A recent study from marketing firm Performics shows that recommendations from friends continues to be hugely important for brands in social media. It concluded that 33% of people are most likely to respond to brand offers when they are re-posted by a friend. The study states that 27% will do so on the brand's page, 26% from the newsfeed, and 20% from a social ad.

The study also touched on some valuable information about branded content engagement. Consumers are most likely to engage with branded content containing images (44%). A close 40 % of people said they are likely to engage with Status Updates and 37% with videos. The full story is here.

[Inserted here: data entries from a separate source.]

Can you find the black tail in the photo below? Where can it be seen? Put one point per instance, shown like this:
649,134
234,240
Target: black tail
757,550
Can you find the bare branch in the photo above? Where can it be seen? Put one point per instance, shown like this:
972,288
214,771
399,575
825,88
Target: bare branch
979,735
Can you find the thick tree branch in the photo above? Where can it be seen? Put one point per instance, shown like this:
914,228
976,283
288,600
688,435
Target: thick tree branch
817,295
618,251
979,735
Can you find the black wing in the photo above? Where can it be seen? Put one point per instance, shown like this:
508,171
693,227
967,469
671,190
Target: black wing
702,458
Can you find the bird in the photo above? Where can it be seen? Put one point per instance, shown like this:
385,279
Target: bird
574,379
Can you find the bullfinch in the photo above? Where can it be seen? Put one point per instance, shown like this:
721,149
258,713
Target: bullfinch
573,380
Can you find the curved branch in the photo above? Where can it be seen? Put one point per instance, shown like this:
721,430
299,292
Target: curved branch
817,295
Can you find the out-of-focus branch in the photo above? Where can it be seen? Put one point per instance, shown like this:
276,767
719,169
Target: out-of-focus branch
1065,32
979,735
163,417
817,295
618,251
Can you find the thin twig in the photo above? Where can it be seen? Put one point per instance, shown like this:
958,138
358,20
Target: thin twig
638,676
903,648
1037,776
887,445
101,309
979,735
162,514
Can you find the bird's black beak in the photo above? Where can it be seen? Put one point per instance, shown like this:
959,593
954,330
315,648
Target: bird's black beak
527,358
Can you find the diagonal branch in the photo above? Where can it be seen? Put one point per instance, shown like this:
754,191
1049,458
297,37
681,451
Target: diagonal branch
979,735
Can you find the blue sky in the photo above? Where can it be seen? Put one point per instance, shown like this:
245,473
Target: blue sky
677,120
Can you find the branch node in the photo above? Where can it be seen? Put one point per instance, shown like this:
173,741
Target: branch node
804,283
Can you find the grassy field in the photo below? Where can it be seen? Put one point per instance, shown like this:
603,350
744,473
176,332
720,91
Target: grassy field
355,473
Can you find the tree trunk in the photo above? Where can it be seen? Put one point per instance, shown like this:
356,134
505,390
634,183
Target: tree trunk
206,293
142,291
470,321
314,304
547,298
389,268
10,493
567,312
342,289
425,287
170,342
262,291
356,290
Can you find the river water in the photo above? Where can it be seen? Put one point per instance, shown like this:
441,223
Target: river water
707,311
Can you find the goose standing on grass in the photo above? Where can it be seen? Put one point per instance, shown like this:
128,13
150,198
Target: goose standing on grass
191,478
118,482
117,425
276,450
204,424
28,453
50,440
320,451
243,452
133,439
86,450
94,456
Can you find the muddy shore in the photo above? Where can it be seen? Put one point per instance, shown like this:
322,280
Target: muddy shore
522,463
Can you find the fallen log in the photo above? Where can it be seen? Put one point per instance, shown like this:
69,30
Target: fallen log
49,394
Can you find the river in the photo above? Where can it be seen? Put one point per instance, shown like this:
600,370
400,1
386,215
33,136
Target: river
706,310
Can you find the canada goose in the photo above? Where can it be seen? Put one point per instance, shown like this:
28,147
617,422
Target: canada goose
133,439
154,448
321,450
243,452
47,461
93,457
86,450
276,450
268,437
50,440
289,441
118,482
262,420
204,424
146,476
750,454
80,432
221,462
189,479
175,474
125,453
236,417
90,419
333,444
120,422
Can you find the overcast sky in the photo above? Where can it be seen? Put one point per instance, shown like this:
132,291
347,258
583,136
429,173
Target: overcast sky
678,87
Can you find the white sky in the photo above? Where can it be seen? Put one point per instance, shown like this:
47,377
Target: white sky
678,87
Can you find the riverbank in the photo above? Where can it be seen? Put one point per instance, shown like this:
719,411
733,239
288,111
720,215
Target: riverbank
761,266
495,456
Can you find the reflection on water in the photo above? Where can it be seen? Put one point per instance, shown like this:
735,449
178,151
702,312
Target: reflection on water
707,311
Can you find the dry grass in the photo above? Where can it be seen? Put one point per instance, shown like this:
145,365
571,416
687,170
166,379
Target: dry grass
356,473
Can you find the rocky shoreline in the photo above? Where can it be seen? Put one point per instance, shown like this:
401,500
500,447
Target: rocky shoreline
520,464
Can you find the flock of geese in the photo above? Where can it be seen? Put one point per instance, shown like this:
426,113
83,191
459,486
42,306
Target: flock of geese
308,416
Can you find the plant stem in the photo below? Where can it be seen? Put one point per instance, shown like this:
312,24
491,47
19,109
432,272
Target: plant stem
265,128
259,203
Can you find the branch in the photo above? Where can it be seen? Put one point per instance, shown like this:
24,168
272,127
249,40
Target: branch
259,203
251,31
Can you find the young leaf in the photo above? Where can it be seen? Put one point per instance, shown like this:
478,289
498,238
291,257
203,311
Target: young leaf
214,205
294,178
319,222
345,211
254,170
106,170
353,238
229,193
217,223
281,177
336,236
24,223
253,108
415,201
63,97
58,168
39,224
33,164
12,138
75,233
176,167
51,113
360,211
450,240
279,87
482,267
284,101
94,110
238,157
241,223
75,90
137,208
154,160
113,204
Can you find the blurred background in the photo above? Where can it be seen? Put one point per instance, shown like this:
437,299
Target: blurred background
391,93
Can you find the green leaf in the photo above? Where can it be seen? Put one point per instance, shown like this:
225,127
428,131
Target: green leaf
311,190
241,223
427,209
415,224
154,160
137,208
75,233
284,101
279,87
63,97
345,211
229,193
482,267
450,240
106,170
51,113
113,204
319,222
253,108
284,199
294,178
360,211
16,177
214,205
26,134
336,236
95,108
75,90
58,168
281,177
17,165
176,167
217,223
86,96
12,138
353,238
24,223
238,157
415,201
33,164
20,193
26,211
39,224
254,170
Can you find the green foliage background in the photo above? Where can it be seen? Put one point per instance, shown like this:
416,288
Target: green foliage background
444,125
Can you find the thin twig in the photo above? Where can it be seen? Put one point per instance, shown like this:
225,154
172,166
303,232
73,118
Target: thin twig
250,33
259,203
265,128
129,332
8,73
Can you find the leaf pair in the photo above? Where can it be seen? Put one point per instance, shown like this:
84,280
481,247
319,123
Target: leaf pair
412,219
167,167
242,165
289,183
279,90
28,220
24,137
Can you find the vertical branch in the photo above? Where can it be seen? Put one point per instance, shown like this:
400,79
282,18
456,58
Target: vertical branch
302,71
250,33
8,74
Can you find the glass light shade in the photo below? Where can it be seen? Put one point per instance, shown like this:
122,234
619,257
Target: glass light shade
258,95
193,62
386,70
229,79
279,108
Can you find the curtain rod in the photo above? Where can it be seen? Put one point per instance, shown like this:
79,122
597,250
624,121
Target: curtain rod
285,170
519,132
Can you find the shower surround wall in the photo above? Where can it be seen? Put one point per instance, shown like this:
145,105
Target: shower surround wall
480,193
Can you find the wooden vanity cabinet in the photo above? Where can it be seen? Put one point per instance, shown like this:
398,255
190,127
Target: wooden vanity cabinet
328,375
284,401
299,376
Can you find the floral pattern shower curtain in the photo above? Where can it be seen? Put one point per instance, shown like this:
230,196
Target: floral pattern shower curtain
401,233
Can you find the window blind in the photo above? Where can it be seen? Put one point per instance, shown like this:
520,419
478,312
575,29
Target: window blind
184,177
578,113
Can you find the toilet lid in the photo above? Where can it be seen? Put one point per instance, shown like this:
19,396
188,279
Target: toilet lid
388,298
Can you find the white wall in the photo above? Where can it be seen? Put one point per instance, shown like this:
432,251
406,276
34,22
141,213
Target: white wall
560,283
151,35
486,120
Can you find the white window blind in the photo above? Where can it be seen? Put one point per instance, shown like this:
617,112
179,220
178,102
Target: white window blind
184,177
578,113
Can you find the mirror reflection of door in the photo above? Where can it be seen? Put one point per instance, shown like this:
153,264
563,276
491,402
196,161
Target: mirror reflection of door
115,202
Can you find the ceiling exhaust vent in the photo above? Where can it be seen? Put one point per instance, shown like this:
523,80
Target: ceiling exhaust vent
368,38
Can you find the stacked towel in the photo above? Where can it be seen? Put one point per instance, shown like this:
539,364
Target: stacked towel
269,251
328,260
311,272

Meanwhile The Guardian has an article about the rise of social media in retail. The fusion of social media and e-commerce is a trend that isn't going to go away - it deserves the full attention of retail brands, says Bruno Teubefrom Lithium.

He says that ‘as more people shop and spend money online - online retail sales increased by 14% last year to more than £50bn according to Kelkoo - retail brands need to get their online social strategy right. Retail has certainly reacted to the social age and almost every brand has some form of presence on social media whether it's a Facebook page, a Twitter handle or a Pinterest board. ‘

He does warn though that ‘Brands maybe drawing millions upon millions of people to their Facebook page, but just because people are 'liking' or 'retweeting' doesn't mean they're buying. And that is surely the end goal of brands developing and maintaining a social media presence. A social strategy needs to lead to increased desire for products and then drive sales.' The article is here.

Finally a new report from eMarketer suggests that while social media is still a hot topic among marketers, but it's no longer the new kid on the block and that mobile and location-based marketing are newer growth areas. It estimates advertisers will spend $3.63 billion in the US and over $4 billion more in the rest of the world on social networking sites this year.